Domenica 6 Ottobre 2024
ANNA MANGIAROTTI
Magazine

La vita e l’arte, tutte le ossessioni di Ligabue

A Torino una grande mostra sull’artista di Gualtieri. Fra quadri, disegni, sculture la sua storia tormentata diventa una fiaba

La vita e l’arte, tutte le ossessioni di Ligabue

La vita e l’arte, tutte le ossessioni di Ligabue

Ne era sicuro: "Nessuno mi crede, ma andrò nei più grandi musei del mondo". Ora, Antonio Ligabue è arrivato nella deliziosa palazzina della Promotrice delle Belle Arti in Torino, nata al fine di "propagare le notizie dell’opera degli artisti e aiutarne lo spaccio". La location, progettata a inizio ‘900 con spazi espositivi che evitassero "la stanchezza del visitatore", è immersa in un parco romantico, a ridosso del fluviale Castello del Valentino, così appariscente che pare ripescato da una favola. Cornice preziosa di Ligabue. La grande mostra (fino al 26 maggio), 71 dipinti, 8 sculture e 13 disegni.

Toni, “al Matt“ di Gualtieri, ha dunque risalito il Po dalla Bassa Reggiana, sui cui argini ha lavorato come “cariolante“, fino alla capitale sabauda. E ci racconta la sua storia (disgrazie, sradicamenti, solitudine, fame, miseria, precaria salute mentale) diventata fiaba. Castelli incantati, non a caso, sono disseminati “sui” (non “nei”) quadri: vedi Diligenze con castello, dove viaggia il sogno di una coppia di sposi felici, o sullo sfondo del Trasporto della birra e de I postiglioni.

Lo fa notare il curatore Giovanni Faccenda: "Reminiscenze architettoniche della sventurata infanzia trascorsa in Svizzera. Dove l’artista nasce nel 1899 da madre friulana e padre incerto; poi legittimato dal patrigno Bonfiglio Laccabue assai odiato (perciò, il cognome diventerà Ligabue), che lo rende cittadino di Gualtieri; poi affidato a una coppia svizzero-tedesca; poi, per aggressività e ribellione espulso in Italia senza sapere una parola d’italiano. “Al tedesch“, firmatosi talvolta Ligabün, scompare nel 1965, dopo varie degenze in ospedali psichiatrici e in ricoveri di mendicità. Per un suo dipinto, di recente, uno sceicco di Dubai ha sborsato dodici milioni". Successo ottenuto senza scuola e senza accademia. E a dispetto dello snobismo dei critici d’arte. Barattando per una manata di albicocche sculture, oggi, riconosciute “capolavori”: vedere cinghiali, gorilla, pantere, creati impastando in bocca l’argilla del Grande Fiume.

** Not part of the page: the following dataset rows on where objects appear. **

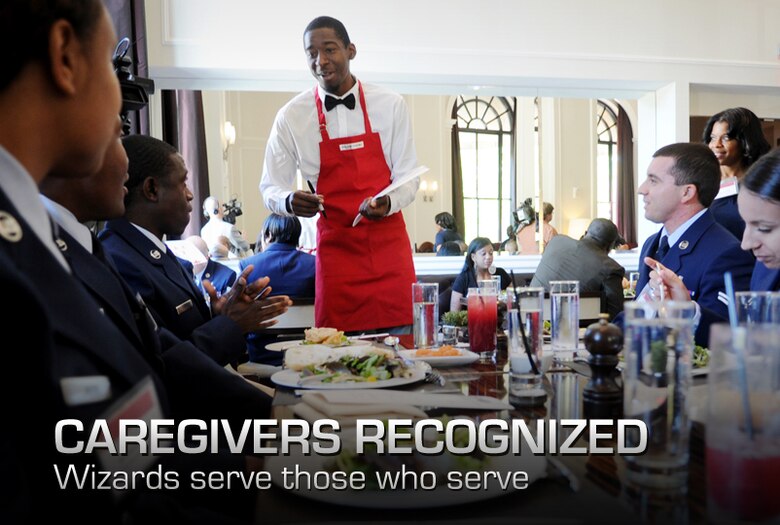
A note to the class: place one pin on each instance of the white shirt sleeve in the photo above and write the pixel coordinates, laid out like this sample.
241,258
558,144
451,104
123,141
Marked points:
403,157
279,167
294,140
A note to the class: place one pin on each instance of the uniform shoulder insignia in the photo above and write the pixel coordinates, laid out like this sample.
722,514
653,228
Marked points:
10,229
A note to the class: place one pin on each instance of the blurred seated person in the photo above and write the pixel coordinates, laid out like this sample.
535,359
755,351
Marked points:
477,267
446,230
450,248
220,276
218,226
587,261
426,247
510,245
528,229
291,271
621,244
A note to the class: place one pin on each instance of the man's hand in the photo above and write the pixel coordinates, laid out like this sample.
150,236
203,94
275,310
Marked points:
375,209
672,284
305,204
247,305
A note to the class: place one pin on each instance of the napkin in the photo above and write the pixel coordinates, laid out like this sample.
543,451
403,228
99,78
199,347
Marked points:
316,405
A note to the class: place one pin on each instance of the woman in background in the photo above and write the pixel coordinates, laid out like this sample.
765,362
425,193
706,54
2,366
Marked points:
446,230
735,137
759,207
478,267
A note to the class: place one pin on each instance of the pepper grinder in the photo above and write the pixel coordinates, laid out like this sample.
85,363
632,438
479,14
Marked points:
603,396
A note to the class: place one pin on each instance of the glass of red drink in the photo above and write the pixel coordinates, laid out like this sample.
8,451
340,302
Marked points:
743,424
483,320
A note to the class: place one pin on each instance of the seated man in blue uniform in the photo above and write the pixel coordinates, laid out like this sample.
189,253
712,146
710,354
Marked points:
220,276
290,270
158,204
682,181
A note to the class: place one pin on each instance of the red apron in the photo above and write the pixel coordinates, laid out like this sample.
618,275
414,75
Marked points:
365,273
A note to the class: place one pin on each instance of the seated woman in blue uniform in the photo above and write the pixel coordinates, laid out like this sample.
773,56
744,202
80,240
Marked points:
291,272
478,267
759,206
735,137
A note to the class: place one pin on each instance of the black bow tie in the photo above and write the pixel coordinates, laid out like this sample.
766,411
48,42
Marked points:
332,102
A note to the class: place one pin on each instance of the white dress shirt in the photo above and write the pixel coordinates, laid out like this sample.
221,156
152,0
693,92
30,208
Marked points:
20,189
295,138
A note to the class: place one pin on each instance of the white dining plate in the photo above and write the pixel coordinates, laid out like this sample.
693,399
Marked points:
440,496
291,379
465,357
281,346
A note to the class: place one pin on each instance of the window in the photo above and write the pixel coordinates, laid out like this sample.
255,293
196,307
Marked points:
485,127
606,161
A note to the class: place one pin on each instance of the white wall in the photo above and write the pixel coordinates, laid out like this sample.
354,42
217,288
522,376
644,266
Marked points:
551,48
673,58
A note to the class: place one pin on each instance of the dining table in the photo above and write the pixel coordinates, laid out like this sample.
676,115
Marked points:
583,488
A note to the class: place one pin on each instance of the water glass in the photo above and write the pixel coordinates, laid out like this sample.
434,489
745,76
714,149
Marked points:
633,278
483,321
565,318
658,351
425,304
758,307
743,424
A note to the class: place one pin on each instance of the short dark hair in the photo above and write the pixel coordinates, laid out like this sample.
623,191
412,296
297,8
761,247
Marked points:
446,221
283,229
329,22
694,164
450,248
745,127
148,157
24,30
603,232
763,177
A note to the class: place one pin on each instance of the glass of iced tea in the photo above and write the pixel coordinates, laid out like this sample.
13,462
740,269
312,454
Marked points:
483,321
743,424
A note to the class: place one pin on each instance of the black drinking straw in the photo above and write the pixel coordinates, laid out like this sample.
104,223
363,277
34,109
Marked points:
522,326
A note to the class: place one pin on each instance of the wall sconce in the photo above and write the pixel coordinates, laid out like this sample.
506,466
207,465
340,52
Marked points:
229,131
429,189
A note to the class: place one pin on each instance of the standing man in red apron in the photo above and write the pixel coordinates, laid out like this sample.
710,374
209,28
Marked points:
350,140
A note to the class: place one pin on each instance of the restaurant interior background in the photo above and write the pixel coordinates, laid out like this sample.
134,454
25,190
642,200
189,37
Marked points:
667,64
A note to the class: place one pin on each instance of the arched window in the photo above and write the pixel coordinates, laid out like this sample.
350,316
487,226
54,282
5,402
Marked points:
606,161
485,129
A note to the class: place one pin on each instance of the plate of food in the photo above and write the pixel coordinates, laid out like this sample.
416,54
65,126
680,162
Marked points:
346,368
442,356
318,336
448,475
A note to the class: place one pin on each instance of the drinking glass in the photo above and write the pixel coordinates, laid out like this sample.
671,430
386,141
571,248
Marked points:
483,320
565,318
743,424
425,304
657,376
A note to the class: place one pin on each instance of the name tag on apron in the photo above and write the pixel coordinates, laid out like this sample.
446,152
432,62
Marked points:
351,146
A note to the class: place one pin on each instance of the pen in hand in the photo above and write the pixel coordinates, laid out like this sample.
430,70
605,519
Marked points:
322,208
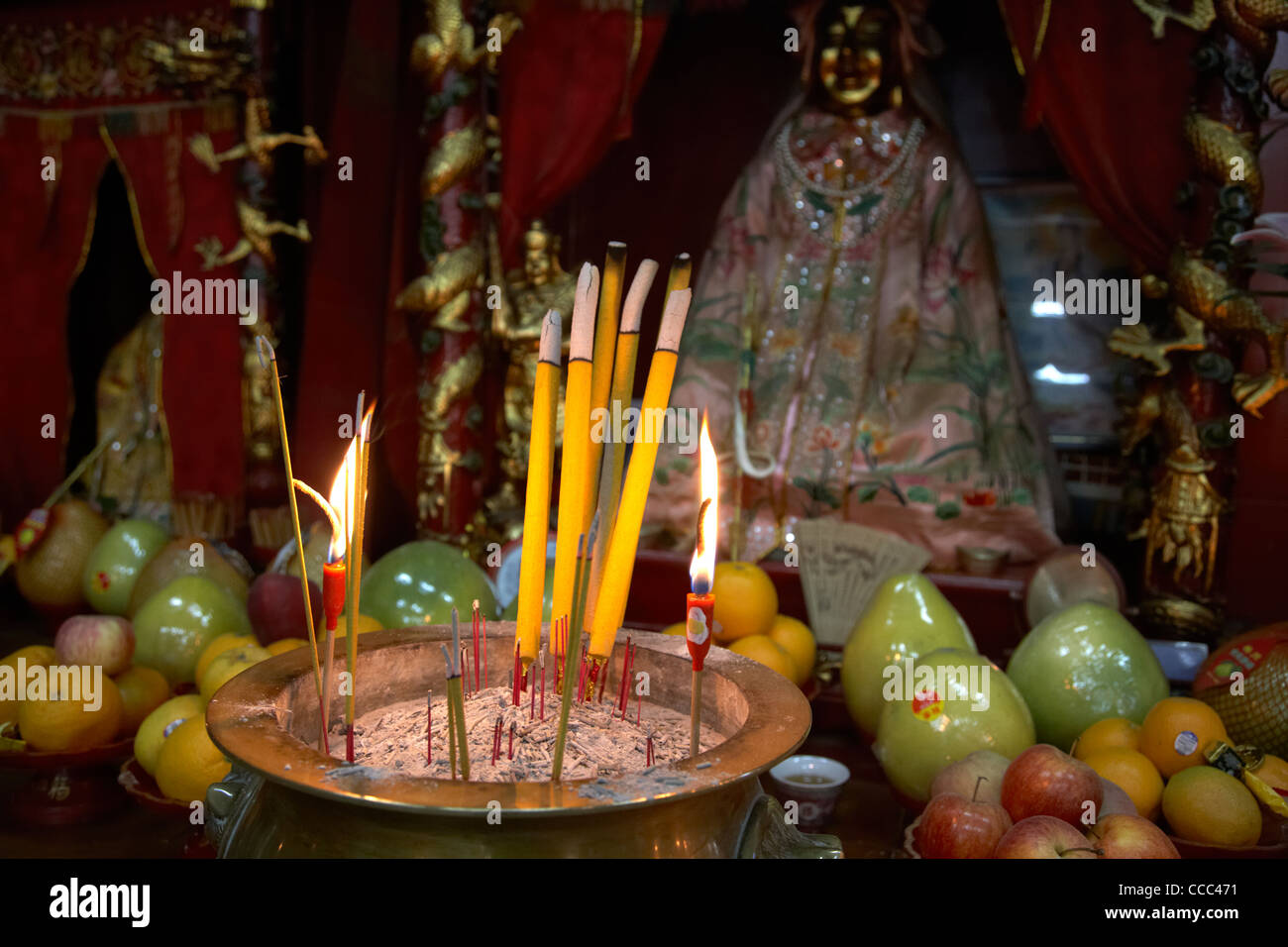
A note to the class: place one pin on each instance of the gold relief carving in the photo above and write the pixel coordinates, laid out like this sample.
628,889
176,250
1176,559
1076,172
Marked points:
259,407
119,60
1136,342
257,237
1220,151
456,155
452,316
450,274
1183,525
434,457
1199,17
1257,42
1203,291
261,142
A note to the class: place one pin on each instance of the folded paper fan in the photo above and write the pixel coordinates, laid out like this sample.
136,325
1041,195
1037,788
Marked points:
841,567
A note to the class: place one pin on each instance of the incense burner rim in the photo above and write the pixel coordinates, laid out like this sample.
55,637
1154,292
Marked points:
245,720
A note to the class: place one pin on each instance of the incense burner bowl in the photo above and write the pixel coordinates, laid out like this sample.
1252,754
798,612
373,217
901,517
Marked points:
284,797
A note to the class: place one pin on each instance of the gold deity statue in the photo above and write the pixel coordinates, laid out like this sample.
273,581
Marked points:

Come in ogni vera fiaba, c’è però un mago, precoce: "A 13 anni, Augusto Agosto Tota di Guastalla incontra Ligabue nel 1951, senza più perderlo di vista. E gli fa da mercante, quando alla fine del decennio il suo lavoro inizia a concretizzarsi in termini di apprezzamento e valore" ricordano Cinzia e Simona Agosta Tota, titolari della Fondazione Augusto Agosta Tota per Antonio Ligabue - Centro Archivio dal 1983. Al padre dedicano la mostra torinese. Mentre noi ricordiamo che fu un servizio nel 1957 di Severo Boschi, con immagini tuttora celebri di Aldo Ferrari, su Il Resto del Carlino, a far conquistare a Ligabue autentica popolarità. Ben prima dello sceneggiato Rai, 1977, di Salvatore Nocita, interprete Flavio Bucci, e del toccante Volevo nascondermi, 2020, con un grandissimo Elio Germano.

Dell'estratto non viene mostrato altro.